Im internationalen Vergleich ist Filmtourismus in Deutschland ein noch junges, aber rasant wachsendes Phänomen. Während in den USA die „Rocky Steps“ oder die Breakfast at Tiffany’s-Fassade ikonischen Status haben, entsteht hierzulande ein Netz regionaler Drehortkulturen.

Görlitz vermarktet sich erfolgreich als „Görliwood“ und diente bereits über 100 internationalen Produktionen als Kulisse. Schloss Moritzburg lebt vom unerschütterlichen Kult um Drei Haselnüsse für Aschenbrödel, und Burg Querfurt wird seit Jahren als historische Bühne genutzt. Berlin wiederum verhandelt in Babylon Berlin die doppelte Rolle von Metropole und Zeitmaschine.

Bemerkenswert ist der Tonfall des deutschen Filmtourismus: weniger glamourös, stärker alltagsnah. Er lebt von Begegnungen – zwischen Filmcrews und Anwohnern, zwischen historischen Orten und moderner Medienkultur. Dreharbeiten fördern laut mehreren regionalen Studien lokale Wirtschaft, Infrastruktur und Gemeinschaft: Hotels, Gastronomie und Handwerksbetriebe profitieren, während Orte zugleich kulturelle Identität gewinnen. Filmtourismus wird damit zum Standortfaktor – weit mehr als bloßer Freizeittrend.

Digitale Verstärkung

Noch nie war der Weg von der Filmszene zur Reiseentscheidung so kurz wie heute. Hashtags wie #SetJetting oder #Filmlocations verbreiten sich auf Instagram, TikTok oder Google Maps millionenfach. Jede Aufnahme verlängert die Lebensdauer eines Films – als Fragment, Screenshot, Erinnerungsspur.

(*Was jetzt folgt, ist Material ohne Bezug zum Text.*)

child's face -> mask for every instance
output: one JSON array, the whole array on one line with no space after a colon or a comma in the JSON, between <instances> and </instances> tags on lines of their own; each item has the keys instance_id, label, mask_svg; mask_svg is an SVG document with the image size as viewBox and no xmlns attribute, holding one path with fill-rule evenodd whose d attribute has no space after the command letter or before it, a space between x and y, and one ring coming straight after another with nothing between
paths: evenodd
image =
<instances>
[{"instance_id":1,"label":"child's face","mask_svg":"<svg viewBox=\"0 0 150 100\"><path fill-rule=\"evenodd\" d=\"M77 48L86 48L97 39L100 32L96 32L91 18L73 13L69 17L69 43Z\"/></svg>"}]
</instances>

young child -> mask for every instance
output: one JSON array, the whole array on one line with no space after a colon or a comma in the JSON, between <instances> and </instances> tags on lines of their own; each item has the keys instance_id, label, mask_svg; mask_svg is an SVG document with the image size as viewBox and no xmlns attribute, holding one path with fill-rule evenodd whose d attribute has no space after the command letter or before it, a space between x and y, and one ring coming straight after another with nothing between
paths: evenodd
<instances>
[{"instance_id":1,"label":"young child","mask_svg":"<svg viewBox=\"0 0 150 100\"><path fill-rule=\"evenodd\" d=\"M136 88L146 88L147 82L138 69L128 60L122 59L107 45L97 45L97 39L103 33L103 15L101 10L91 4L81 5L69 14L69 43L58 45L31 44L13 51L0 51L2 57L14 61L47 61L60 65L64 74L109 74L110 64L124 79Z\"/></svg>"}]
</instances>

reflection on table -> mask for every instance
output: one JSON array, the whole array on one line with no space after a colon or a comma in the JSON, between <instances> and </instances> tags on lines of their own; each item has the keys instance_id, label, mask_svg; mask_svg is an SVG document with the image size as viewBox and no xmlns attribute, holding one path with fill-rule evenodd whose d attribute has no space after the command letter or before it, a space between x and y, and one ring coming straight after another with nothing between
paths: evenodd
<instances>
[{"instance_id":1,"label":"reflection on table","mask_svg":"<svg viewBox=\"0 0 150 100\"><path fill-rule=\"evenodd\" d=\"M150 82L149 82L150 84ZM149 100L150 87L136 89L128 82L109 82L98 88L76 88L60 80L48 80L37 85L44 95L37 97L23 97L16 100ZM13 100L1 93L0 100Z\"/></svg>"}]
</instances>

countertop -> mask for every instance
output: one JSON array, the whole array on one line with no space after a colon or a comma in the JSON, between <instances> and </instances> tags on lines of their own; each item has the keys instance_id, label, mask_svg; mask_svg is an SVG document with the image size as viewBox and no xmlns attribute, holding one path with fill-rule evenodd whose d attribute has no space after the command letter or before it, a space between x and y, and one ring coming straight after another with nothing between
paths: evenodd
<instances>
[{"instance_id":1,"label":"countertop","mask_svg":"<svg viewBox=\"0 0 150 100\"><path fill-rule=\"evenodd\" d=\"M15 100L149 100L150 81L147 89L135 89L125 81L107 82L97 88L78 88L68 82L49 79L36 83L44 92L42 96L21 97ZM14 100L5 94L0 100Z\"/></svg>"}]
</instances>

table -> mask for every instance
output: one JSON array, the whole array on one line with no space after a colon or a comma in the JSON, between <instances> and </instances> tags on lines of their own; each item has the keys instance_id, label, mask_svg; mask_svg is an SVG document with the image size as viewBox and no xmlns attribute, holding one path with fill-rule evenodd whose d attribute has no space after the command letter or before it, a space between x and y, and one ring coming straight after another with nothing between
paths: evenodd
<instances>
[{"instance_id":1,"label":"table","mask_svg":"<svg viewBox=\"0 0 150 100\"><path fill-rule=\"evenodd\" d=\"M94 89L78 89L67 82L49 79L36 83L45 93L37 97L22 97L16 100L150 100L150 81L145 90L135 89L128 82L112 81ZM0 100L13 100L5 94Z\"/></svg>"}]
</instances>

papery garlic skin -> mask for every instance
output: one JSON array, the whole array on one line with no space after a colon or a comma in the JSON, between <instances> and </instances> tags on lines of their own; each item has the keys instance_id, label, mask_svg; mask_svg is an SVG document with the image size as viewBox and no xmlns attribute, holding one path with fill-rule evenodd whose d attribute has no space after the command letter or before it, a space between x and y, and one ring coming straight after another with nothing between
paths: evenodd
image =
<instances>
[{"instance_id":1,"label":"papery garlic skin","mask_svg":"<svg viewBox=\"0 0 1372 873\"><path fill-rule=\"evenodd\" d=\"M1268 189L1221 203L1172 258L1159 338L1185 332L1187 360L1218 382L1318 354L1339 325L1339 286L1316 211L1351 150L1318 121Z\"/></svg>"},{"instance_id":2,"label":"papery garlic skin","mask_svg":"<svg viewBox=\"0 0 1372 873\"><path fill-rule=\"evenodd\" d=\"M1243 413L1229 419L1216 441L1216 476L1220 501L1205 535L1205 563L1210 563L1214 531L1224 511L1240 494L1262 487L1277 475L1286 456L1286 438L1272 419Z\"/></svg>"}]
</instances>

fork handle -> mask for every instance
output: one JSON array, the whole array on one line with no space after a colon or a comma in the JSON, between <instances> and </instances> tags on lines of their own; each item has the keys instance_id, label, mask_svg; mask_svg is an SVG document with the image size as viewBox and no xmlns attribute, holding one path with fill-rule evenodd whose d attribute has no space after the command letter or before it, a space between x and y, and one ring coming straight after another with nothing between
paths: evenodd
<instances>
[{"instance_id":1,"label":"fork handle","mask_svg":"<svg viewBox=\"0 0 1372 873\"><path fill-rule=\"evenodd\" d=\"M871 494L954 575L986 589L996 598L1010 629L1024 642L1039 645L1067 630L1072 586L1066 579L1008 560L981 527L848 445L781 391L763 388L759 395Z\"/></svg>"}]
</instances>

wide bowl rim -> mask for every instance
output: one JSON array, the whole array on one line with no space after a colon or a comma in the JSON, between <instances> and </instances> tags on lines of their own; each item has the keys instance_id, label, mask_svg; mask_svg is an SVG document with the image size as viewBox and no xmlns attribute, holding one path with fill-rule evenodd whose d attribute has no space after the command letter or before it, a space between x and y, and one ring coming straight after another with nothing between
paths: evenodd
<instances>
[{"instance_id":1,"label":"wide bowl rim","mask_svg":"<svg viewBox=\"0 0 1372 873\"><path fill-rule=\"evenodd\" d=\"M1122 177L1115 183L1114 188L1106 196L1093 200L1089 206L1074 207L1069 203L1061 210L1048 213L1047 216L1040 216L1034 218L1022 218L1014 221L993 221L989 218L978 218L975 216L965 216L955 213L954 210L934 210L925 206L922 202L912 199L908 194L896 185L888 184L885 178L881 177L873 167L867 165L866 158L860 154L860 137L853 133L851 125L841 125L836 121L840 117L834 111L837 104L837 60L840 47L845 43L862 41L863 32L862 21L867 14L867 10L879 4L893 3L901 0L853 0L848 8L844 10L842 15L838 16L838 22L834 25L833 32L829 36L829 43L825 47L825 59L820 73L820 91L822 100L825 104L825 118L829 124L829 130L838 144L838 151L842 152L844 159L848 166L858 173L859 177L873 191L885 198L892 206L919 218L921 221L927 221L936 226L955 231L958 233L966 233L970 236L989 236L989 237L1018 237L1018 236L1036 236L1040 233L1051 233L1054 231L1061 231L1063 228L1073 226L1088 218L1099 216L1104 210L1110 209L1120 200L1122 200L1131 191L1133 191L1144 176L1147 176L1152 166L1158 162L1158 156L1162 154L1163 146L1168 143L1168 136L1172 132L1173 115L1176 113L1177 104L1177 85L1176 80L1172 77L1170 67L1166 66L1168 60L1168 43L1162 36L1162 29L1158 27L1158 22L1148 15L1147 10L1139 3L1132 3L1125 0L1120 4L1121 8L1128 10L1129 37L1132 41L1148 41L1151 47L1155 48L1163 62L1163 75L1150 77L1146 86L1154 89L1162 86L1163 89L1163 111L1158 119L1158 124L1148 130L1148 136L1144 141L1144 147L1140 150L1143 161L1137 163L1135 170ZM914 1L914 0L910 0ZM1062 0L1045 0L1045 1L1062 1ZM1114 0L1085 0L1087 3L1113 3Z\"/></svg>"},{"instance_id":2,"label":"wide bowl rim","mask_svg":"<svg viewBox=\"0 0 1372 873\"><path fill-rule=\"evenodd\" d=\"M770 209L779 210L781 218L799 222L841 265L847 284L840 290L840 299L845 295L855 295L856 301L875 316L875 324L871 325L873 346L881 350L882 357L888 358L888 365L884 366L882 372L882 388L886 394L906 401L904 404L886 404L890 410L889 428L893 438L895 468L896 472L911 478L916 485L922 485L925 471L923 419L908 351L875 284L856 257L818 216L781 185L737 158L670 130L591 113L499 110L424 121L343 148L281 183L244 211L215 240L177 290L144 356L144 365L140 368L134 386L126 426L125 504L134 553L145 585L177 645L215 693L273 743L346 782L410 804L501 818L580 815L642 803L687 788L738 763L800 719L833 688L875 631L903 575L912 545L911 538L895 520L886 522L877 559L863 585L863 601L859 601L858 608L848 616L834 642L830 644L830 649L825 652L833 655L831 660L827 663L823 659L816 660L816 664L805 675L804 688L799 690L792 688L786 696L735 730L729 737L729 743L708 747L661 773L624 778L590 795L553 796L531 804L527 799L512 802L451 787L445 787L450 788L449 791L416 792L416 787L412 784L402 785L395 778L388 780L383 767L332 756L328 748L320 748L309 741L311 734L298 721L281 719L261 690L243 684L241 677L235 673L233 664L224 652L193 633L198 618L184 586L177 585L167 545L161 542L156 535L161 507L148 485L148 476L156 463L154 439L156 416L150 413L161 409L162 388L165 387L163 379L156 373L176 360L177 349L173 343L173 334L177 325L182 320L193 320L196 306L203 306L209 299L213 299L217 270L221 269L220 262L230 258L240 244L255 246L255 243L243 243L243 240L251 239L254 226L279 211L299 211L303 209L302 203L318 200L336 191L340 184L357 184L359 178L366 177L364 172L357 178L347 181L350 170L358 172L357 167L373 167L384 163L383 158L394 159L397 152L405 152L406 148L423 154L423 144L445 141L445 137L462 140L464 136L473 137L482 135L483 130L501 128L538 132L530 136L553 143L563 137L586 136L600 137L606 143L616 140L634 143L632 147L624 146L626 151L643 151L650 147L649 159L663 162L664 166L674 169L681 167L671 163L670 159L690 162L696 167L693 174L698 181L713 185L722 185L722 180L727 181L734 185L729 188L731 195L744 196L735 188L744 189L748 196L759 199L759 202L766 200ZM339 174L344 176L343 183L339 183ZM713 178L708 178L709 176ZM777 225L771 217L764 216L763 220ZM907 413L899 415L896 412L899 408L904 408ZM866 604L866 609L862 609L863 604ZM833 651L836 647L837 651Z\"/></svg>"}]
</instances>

So entsteht ein digitaler Atlas filmischer Sehnsuchtsorte. Sichtbarkeit multipliziert sich, Authentizität wird zur Währung. Gleichzeitig rücken Fragen von Nachhaltigkeit und Verantwortung ins Zentrum: Wie viel touristischen Andrang kann ein Ort vertragen? Wo kippt Faszination in Übernutzung? Und wie lässt sich Tourismus gestalten, ohne lokale Geschichten zu verdrängen?

National Geographic (2023) betont, dass gerade viral gewordene Drehorte neue Herausforderungen für Gemeinden mit sich bringen – ökologisch, sozial und infrastrukturell. Genau an dieser Schnittstelle setzt dieses Dossier an: zwischen filmischer Wahrnehmung und digitalem Erzählen, zwischen Theorie und gelebter Erfahrung.

Ein Phänomen, das Geschichte schreibt

Set-Jetting ist längst Ausdruck einer neuen Form des Weltzugangs. Menschen reisen nicht mehr nur, um etwas Neues zu entdecken, sondern um etwas Wiederzuerkennen. In dieser Bewegung verschmelzen Vergangenheit und Gegenwart, Realität und Fiktion.

Es geht dabei weniger um Orte als um Atmosphären – um das Nachspüren von Bildern, um die Sehnsucht, Teil einer Geschichte zu sein. Vielleicht liegt genau hierin der Reiz: die Welt so zu betreten, wie sie der Film gezeigt hat, und sie doch jedes Mal neu zu erleben.

Das ist die Essenz des Filmtourismus: Er verwandelt Orte in Erlebnisse, Geschichten in Geografie. Filme enden nicht, wenn der Abspann läuft – sie leben fort in Landschaften, Städten und Erinnerungen.